Given $\int\frac{3e^{2x}-2e^x}{e^{2x}+2e^x-8}dx$
My attempt- Substitute $u=e^x \Rightarrow du=dx.e^x$
The integral becomes
$$\int \frac{3u-2}{u^2+2u-8}du $$
Now, the numerator is a linear function and the denominator is a quadratic function. We can rewrite the numerator as follows
$$\frac{g(x)}{f(x)}=\frac{f^{'}(x)}{f(x)}+\frac{C}{f(x)}$$
Thus the integral may be rewritten as
$$\int \frac{\frac{3}{2}(2u+2)-5}{u^2+2u-8}du$$
Now, break the integral into $2$ sub-integrals
$\Rightarrow \int \frac{\frac{3}{2}(2u+2)}{u^2+2u-8}du-\int \frac{5}{u^2+2u-8}du$
$\Rightarrow \frac{3}{2}\int \frac{(2u+2)}{u^2+2u-8}du-\int \frac{5}{u^2+2u-8}du$
$\Rightarrow \frac{3}{2}\log(u^2+2u-8)-5\int \frac{1}{u^2+2u-8}du$
$\Rightarrow \frac{3}{2}\log(u^2+2u-8)-5\int \frac{1}{(u+1)^2-3^2}du$
$\Rightarrow \frac{3}{2}\log(u^2+2u-8)-\frac{5}{9} \log(\frac{u-2}{u+4})+C$
$\Rightarrow \frac{3}{2}\log(e^{2x}+2e^x-8)-\frac{5}{9} \log(\frac{e^x-2}{e^x+4})+C$
$\Rightarrow \log(\frac{[{e^{2x}+2e^x-8}]^{\frac{3}{2}} } {{[\frac{e^x-2}{e^x+4}}]^{\frac{5}{9}}})+C$
Is my solution correct?

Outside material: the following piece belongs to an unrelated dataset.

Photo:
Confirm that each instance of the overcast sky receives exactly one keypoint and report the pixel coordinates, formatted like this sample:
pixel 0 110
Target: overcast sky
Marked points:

Are there other ways to solve such integrals?
Edit: Correction $\Rightarrow \log(\frac{[{e^{2x}+2e^x-8}]^{\frac{3}{2}} } {{[\frac{e^x-2}{e^x+4}}]^{\frac{5}{6}}})+C$
No, it is not correct, since$$\int\frac1{(u+1)^2-3^2}=\frac1{\color{red}6}\log\left(\frac{u-2}{u+4}\right).$$So, your approach should lead to$$\log\left(\frac{\left(e^{2x}+2e^x-8\right)^{\frac32}}{\left(\frac{e^x-2}{e^x+4}\right)^{\frac5{\color{red}6}}}\right)+C.$$But there is a simpler approach: using the fact that$$\frac{3u-2}{u^2+2u-8}=\frac{2}{3(u-2)}+\frac{7}{3(u+4)},$$you get that$$\int\frac{3u-2}{u^2+2u-8}\,\mathrm du=\frac23\log\left(\left|u-2\right|\right)+\frac73\log\left(\left|u+4\right|\right).$$